The std::atomic version is again one uop-cache line for the initial mov imm (and preceding instructions), then lock xadd, then add / jmp, then ... uh oh, 4th cache-line needed for the movzx / compare-and-branch uops. So this version is more likely to have a decode bottleneck even when inlined.

Fortunately, the frontend can still gain some ground and get instructions queued up for the OOO core while running this code, because lock xadd is 9 uops. That's enough to cover a cycle or two of fewer uops from the frontend, and a switch between decoding and uop-cache fetching.

The main problem here is just code-size, since you prob. want this inlined. Speed-wise, the fast-path is only slightly worse, and the non-fast path is a spin-loop anyway so it doesn't matter.

The fast-path is 11 fused-domain uops for the old version (1 mov imm, 9 lock xadd, 1 cmp/je macro fused). The cmp/je includes a micro-fused memory operand.

The fast-path is 41 fused-domain uops for the new version (1 mov imm, 9 lock xadd, 1 add, 1 jmp, 1 movzx, 1 cmp/je macro fused).
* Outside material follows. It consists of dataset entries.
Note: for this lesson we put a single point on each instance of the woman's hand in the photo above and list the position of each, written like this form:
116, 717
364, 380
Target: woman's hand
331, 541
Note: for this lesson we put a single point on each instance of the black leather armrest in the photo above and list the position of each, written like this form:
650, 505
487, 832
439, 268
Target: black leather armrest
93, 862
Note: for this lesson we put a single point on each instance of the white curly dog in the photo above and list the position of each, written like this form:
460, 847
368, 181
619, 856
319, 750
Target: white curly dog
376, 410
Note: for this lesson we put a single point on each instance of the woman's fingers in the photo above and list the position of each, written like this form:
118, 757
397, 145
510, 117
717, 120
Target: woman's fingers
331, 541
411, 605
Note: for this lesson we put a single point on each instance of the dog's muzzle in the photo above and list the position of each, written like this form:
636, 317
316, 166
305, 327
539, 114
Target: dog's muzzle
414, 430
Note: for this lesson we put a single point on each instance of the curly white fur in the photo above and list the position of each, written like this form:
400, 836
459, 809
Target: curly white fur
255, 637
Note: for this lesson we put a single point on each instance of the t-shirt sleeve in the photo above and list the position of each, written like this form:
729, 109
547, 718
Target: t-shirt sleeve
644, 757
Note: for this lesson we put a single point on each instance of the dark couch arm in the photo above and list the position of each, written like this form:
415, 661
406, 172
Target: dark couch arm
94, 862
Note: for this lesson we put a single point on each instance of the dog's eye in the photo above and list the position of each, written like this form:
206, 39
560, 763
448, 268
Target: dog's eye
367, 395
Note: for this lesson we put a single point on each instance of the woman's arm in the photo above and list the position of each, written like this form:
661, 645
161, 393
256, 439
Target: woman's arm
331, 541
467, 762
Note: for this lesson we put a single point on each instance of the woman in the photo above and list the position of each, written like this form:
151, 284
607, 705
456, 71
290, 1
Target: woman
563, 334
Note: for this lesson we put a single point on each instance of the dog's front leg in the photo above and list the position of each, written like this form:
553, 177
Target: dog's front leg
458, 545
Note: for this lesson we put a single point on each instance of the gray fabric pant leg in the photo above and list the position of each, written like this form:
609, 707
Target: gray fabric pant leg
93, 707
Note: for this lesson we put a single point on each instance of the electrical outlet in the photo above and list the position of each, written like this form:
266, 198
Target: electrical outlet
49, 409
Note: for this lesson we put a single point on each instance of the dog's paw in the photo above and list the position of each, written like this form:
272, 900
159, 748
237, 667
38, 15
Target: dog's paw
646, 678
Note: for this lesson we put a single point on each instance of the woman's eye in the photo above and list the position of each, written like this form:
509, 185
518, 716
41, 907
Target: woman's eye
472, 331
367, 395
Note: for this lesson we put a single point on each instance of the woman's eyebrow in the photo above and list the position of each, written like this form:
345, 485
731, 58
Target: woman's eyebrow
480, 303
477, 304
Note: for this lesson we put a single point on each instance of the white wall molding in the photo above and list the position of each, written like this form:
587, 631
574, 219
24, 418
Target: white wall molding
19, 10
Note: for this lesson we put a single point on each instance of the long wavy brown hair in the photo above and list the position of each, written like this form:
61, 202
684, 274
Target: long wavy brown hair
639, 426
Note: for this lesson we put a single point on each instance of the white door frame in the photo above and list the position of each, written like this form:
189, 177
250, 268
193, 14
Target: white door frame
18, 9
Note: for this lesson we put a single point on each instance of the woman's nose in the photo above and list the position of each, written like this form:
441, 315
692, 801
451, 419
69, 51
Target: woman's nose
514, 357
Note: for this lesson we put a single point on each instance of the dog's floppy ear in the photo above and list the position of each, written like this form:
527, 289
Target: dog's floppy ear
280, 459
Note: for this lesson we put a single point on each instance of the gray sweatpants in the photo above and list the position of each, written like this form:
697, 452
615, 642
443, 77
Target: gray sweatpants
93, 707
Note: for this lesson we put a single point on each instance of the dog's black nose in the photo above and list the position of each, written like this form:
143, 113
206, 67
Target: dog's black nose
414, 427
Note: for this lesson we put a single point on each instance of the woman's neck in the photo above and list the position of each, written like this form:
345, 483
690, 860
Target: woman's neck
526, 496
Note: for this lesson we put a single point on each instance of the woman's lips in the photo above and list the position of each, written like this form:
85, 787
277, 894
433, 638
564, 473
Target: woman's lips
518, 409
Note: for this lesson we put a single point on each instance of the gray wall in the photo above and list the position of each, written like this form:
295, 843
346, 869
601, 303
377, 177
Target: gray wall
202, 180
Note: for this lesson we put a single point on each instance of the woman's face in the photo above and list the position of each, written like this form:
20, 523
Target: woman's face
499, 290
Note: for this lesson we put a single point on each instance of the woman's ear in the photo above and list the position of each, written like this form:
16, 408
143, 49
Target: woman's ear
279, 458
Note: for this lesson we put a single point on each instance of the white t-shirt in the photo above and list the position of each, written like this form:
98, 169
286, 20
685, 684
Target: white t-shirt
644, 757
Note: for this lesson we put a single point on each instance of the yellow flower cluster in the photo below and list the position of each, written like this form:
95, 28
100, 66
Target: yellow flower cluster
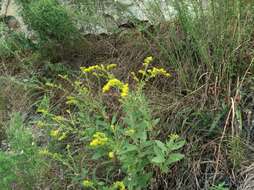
158, 71
118, 84
147, 61
57, 134
99, 139
119, 185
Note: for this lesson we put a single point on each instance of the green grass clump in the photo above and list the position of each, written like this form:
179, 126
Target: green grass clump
49, 19
20, 164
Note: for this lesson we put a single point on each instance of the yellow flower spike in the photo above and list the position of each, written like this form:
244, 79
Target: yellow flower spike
118, 84
99, 139
158, 71
125, 90
87, 183
111, 155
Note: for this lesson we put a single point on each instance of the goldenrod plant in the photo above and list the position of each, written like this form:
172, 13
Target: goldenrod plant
127, 146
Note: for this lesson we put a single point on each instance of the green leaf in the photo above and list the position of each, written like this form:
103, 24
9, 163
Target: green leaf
161, 145
175, 157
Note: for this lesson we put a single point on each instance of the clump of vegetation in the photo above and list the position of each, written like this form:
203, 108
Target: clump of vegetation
157, 104
21, 164
127, 146
49, 19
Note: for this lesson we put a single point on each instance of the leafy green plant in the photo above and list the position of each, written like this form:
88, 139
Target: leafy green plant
49, 19
21, 164
12, 44
220, 186
124, 143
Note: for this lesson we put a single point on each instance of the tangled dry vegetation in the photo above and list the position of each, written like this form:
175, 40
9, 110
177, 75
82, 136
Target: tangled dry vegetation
165, 105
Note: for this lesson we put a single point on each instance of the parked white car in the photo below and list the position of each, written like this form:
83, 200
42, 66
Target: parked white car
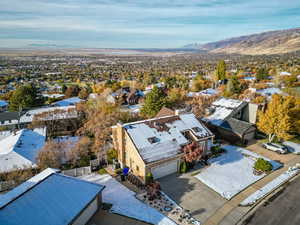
275, 147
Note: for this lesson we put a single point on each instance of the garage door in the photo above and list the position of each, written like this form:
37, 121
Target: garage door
250, 136
164, 169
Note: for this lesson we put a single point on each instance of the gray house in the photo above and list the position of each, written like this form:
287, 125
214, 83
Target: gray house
50, 198
232, 119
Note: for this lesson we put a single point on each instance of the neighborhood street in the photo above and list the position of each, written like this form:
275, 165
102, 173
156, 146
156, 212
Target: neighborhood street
281, 209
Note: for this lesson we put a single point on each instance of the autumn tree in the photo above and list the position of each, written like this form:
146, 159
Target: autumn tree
23, 97
154, 101
51, 155
72, 91
199, 83
261, 74
221, 70
200, 103
280, 117
192, 152
57, 120
80, 154
176, 96
98, 117
232, 87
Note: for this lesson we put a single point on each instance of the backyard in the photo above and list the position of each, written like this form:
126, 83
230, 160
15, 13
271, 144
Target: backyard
231, 172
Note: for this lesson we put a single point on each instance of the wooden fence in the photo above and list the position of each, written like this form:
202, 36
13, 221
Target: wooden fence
7, 185
77, 172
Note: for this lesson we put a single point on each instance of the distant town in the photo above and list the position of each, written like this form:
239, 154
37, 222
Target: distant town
143, 137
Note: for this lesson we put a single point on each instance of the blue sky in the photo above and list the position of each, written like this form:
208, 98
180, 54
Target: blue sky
139, 23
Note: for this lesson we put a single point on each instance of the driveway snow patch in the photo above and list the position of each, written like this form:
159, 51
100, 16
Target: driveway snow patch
124, 201
293, 147
231, 172
284, 177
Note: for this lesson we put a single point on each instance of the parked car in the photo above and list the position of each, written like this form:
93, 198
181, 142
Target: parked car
275, 147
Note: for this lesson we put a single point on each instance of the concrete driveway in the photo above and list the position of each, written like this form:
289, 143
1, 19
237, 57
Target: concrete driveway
283, 158
193, 195
280, 209
104, 218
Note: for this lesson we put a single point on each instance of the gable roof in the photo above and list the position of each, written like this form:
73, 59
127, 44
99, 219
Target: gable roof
20, 150
9, 116
68, 101
223, 108
165, 112
238, 127
163, 137
53, 200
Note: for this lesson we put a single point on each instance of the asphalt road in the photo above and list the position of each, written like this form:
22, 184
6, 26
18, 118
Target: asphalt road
281, 209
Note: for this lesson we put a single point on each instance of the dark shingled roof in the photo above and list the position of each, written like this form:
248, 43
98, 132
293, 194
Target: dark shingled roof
165, 112
237, 126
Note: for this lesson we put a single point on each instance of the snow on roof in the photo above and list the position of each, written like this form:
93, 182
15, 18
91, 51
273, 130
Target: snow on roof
54, 200
17, 191
269, 91
227, 103
163, 137
206, 92
65, 112
284, 73
223, 108
3, 103
53, 95
20, 150
219, 115
68, 101
126, 203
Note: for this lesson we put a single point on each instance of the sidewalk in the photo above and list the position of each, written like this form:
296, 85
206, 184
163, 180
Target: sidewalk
230, 213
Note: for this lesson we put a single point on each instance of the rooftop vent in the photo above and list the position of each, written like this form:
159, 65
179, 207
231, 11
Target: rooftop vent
153, 140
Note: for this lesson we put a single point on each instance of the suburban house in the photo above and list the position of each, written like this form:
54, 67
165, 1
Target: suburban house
68, 102
51, 198
155, 145
3, 106
20, 149
125, 96
232, 119
14, 120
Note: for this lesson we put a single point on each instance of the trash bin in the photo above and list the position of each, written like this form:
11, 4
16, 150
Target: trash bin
122, 177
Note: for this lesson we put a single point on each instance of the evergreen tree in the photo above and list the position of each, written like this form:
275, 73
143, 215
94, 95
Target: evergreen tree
23, 97
154, 101
233, 86
280, 118
261, 74
221, 70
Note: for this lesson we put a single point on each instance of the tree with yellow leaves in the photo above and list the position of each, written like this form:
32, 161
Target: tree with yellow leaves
279, 118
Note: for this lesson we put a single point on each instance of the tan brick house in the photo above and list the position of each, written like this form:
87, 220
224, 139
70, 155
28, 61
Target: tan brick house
154, 145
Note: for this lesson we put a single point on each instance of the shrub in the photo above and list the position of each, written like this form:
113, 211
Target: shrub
102, 171
119, 171
183, 167
111, 155
215, 150
149, 178
263, 165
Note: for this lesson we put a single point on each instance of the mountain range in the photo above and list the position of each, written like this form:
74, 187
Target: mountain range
272, 42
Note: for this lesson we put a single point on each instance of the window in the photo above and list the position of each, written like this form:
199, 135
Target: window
153, 140
197, 129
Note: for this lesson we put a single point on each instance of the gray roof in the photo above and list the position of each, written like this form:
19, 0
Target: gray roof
5, 116
237, 126
56, 200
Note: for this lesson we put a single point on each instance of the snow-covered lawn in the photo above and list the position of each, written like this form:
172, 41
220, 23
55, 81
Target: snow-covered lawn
124, 201
232, 171
293, 147
270, 186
Using an add instead of just using an 8bit offset in the addressing mode of movzx is really shooting itself in the foot, IMO. IDK if gcc thinks ahead far enough to make choices like that to have the loop branch target come out at a 16B boundary, or if that was just dumb luck.
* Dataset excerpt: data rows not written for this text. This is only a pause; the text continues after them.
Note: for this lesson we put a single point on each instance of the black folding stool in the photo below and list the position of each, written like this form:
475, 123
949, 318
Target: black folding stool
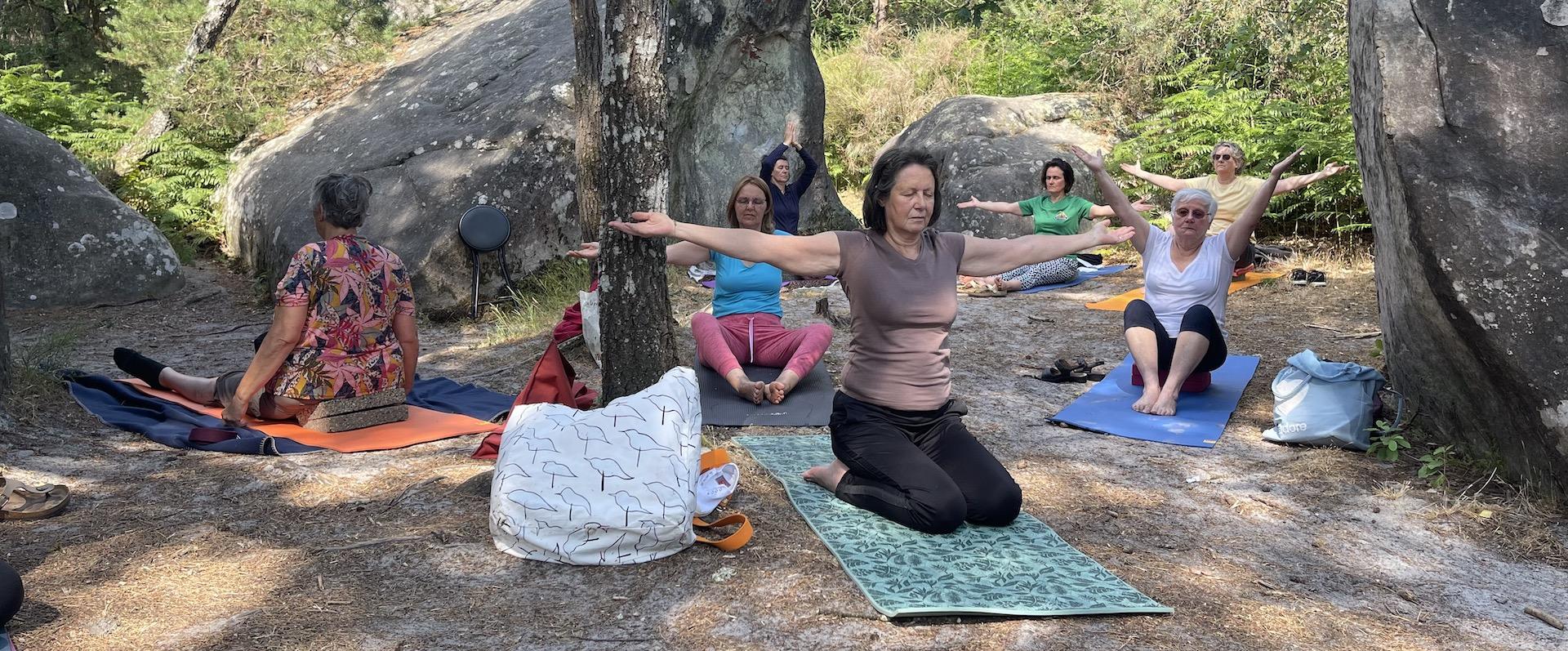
485, 230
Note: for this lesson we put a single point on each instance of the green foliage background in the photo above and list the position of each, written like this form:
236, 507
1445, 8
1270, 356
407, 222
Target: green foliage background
1172, 78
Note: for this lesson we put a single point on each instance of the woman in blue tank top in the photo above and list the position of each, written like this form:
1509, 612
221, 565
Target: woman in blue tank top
746, 323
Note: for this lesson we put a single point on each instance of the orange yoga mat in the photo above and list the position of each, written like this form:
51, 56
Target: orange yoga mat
1120, 301
422, 426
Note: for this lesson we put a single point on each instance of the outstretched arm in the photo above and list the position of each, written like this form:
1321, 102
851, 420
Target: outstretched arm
1300, 181
993, 206
800, 255
676, 255
279, 341
987, 256
1116, 198
1241, 233
1160, 181
808, 170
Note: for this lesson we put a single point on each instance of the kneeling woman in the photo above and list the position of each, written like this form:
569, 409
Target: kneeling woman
1186, 283
344, 323
746, 322
901, 443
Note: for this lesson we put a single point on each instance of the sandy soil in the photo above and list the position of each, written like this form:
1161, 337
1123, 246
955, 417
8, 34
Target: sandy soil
1276, 550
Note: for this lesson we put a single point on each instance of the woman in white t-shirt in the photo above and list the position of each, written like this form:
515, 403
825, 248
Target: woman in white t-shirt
1186, 278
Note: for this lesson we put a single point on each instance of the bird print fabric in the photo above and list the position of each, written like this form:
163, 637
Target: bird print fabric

Compiler-identification experiment on godbolt using the OP's code:

  • gcc 4.8 and earlier: always use rep ret when it's a branch target, even with -march=native -mtune=core2 (on a Haswell), or with just -march=core2.
  • gcc 4.9: Uses rep ret with -march=native on Haswell, probably because Haswell is too new for it. -march=native -mtune=haswell uses just ret, so it does know the name haswell.
  • gcc 5.1 and later: uses ret with -march=native (on Haswell). Still uses rep ret when -march isn't specified.


In first one

12:   66 39 47 02             cmp    %ax,0x2(%rdi)

cmp is combined mov and cmp instruction (it is very likely to generate two instructions in microarchitecture instruction set)

The atomic variant is doing separate read for now_serving with

32:   0f b7 07                movzwl (%rdi),%eax

and then does same compare with

35:   66 39 c2                cmp    %ax,%dx